Imagine a universe with many simultaneous Monty Hall clones playing at once in many studios, where Monty doesn't know and opens another door at random. If that door has the car behind it, Monty and contestant are both shot in the head and the studio burned down and erased from all records. This bloody culling of branches of the probabilities is the same as effected by giving Monty the knowledge and telling him to act on it.
The associated line of reasoning resolved the paradox for me. If I stick with my original choice, it is as if I ignored the new information. If I switch the choice, I react to the new information.
The extreme of this is to pick among countably infinite doors, having the presenter open countably infinite doors and leaving just yours and another closed. Who could reasonable suggest that the chance is still 50/50, assuming you don't flip a coin and base your choice on that?
This assumes that him opening a door is new information. It isn't unless you make an assumption about the game masters intentions.
If the host doesn't want you to win then you will lose 100% of the time if you switch, if the host wants you to win then you could win 100% of the time by switching etc. But people think that these assumptions are "obvious" so of course you must make them, but that makes the riddle bad.

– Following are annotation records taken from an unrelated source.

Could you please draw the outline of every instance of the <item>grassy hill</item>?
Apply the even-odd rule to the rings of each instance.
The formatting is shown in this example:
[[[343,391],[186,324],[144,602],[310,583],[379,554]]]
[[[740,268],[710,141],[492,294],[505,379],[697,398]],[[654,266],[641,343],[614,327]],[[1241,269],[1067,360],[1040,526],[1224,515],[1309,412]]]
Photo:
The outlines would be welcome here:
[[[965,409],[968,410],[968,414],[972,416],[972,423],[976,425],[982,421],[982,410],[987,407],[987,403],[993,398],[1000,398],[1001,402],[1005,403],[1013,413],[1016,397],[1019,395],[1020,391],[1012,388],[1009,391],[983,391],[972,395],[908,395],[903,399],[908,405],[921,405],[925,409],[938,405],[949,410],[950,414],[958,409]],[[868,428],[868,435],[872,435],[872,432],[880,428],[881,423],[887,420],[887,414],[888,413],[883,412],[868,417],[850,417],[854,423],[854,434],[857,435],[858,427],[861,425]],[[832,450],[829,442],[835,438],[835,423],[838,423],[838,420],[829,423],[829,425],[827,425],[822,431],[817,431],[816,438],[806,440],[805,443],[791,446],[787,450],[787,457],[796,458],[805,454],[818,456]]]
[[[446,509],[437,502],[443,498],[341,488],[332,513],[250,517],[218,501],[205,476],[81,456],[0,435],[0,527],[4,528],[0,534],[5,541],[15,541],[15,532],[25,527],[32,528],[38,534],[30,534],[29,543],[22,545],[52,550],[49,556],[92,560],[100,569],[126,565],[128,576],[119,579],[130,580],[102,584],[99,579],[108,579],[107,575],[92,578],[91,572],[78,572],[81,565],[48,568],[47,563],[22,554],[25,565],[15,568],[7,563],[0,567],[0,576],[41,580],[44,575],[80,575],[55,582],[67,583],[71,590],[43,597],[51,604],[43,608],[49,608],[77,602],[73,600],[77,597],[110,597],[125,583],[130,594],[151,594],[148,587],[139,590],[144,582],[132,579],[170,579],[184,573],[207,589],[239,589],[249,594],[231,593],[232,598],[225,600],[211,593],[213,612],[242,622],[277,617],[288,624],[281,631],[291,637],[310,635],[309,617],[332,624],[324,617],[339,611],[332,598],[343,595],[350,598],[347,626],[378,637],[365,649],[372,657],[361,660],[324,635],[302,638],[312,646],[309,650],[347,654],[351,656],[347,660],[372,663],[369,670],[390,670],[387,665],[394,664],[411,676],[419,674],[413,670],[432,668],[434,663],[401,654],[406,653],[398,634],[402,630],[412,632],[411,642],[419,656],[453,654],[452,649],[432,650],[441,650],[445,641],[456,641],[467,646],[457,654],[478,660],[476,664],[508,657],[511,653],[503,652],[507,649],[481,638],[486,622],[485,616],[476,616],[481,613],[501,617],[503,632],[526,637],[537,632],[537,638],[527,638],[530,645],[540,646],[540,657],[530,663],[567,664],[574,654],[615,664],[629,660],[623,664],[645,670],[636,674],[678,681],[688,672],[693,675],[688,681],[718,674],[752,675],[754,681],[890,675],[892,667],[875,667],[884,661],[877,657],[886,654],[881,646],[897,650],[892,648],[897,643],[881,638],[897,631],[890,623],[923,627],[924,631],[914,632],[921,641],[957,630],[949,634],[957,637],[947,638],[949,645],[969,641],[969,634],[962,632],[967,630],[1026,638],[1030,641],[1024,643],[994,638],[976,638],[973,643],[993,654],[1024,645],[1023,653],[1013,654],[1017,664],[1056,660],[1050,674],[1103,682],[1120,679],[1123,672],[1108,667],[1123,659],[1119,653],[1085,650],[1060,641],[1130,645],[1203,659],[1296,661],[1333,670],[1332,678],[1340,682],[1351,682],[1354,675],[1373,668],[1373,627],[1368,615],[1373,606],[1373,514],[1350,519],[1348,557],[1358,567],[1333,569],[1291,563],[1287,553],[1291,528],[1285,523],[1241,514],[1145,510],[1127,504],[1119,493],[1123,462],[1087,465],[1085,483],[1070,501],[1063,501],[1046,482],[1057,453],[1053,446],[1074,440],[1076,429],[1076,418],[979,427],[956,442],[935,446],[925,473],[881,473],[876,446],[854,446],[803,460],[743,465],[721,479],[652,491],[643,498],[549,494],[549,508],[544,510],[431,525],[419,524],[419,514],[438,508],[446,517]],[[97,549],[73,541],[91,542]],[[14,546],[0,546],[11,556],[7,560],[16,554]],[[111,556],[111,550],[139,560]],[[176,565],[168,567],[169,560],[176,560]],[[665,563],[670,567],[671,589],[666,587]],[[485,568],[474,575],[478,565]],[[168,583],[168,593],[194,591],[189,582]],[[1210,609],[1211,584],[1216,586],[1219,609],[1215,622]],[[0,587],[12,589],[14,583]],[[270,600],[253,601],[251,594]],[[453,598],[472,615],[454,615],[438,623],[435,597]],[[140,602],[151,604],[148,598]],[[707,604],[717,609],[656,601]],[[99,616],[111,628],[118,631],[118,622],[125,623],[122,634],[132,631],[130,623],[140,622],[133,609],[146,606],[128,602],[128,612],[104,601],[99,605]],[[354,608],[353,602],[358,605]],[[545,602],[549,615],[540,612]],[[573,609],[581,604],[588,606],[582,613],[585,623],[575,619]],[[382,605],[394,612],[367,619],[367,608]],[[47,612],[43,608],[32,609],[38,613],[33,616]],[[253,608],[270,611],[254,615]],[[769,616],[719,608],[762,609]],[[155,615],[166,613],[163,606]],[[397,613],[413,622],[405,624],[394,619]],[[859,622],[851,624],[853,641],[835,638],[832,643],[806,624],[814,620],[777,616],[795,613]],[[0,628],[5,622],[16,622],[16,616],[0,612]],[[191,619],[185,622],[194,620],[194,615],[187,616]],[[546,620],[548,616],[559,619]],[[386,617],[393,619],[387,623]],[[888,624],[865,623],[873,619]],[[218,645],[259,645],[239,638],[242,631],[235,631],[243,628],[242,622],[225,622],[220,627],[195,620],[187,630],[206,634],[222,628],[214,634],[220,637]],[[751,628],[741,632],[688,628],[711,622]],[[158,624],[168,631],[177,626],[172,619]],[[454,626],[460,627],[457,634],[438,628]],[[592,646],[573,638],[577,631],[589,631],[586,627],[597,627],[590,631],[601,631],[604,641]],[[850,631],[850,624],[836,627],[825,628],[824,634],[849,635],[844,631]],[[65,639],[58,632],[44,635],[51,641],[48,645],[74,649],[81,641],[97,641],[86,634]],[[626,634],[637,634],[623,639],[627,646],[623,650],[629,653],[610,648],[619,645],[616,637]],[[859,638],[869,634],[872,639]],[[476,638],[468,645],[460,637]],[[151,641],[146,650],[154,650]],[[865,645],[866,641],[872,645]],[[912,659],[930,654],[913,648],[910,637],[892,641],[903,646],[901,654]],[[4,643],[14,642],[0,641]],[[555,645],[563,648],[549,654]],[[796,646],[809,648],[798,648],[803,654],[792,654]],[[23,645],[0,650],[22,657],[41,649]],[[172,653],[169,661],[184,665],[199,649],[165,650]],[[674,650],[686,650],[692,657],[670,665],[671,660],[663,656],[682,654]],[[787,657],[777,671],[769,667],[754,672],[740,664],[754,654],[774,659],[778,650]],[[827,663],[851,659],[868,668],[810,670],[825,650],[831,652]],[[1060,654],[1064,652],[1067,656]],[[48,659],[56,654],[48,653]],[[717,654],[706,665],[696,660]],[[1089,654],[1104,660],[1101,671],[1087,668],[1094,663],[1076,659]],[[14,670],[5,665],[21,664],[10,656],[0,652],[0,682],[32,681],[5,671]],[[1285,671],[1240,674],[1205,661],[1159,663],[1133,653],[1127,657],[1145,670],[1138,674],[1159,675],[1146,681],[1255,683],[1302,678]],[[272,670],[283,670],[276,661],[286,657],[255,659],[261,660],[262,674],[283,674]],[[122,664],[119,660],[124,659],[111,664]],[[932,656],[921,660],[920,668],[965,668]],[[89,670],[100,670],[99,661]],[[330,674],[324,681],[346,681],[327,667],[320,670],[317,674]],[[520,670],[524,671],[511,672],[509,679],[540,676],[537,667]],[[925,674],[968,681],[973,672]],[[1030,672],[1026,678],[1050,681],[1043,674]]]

If the riddle doesn't say that the host always opens an empty door after you pick a door, then the typical solution isn't correct. People does the typical "X happened once" and assumes it means "X always happens", that is a typical naive assumption but no, just because it happened once doesn't mean it always happens, you can't make that assumption here unless stated in the riddle.
The host always gives you an opportunity to switch boxes.
And perhaps also, “remember: Monty will always open a door, and the contestant knows it”.
Makes me wonder if there were similar shows where the host can choose not to open a door.
If you choose the door with the car, the host will open another door to tempt you, so then you don't switch, unlike in traditional Monty Hall. And if he didn't open a door, well, that means you choose a goat, so you should switch for a 50% chance. Except the host knows you're thinking this. And you know he knows. And he knows you know he knows. And...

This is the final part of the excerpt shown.